A Data-Driven Framework for Grid Frequency Regulation Leveraging Aggregated Flexibility of Heterogeneous Resources Considering Network Delays

Abstract

The rise of large-scale renewables has exacerbated frequency instability, revealing the limits of conventional frequency regulation frameworks in controlling deviations and incentivising fast-acting units (FAUs). Although the mileage-based payment framework promotes FAUs’ participation in automatic generation control (AGC) services, efficient instruction dispatch (ID) across an increasing number of heterogeneous AGC units remains challenging. The existing mileage-based payment framework lacks validation under intermittent generation or generation outages scenarios. This work proposes a data-driven ID framework with a modified payment scheme, adding a penalty term for refining mileage calculation to handle intermittent generation or generation outages during AGC operation. The framework uses a multihead attention-based encoder–decoder model, where the encoder extracts latent features and the decoder predicts unit-specific instructions. Attention mechanism improves accuracy by prioritising critical features, whereas L2 normalisation, dropout and k-fold cross-validation enhance models' robustness under unforeseen scenarios.

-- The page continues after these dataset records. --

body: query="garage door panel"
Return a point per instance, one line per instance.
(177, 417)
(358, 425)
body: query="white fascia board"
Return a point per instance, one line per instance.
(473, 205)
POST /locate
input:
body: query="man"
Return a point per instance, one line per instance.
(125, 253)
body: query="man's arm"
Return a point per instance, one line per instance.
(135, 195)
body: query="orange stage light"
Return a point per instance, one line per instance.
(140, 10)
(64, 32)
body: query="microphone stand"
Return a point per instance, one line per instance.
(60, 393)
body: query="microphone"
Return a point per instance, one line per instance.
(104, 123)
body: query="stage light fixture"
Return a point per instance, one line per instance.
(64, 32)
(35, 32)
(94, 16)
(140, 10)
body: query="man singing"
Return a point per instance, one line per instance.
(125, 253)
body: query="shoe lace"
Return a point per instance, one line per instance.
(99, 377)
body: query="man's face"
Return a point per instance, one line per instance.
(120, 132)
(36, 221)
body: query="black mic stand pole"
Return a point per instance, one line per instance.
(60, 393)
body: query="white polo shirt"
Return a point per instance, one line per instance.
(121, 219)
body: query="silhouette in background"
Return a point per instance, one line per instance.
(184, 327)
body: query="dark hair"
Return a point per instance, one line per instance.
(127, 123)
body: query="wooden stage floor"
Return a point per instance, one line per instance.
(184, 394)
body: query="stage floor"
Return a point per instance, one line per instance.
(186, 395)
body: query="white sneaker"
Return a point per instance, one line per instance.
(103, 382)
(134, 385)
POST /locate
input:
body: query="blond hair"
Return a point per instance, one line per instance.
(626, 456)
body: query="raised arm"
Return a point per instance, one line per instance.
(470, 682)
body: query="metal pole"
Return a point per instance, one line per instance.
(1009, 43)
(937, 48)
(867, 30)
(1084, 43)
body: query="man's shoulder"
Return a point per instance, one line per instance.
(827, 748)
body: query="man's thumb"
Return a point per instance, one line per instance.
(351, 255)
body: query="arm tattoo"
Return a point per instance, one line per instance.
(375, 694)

The model aggregates the flexibility of multiple FAUs into a single entity, termed the FAU aggregator. Trained on a synthetic dataset generated from the evolutionary optimisation-based ID framework and validation on an interconnected system accounting for disturbance due to intermittent renewable energy sources' output, FAU variability and stochastic communication effects. The results demonstrate a reduction in both frequency deviation and area control error in comparison with other ID frameworks.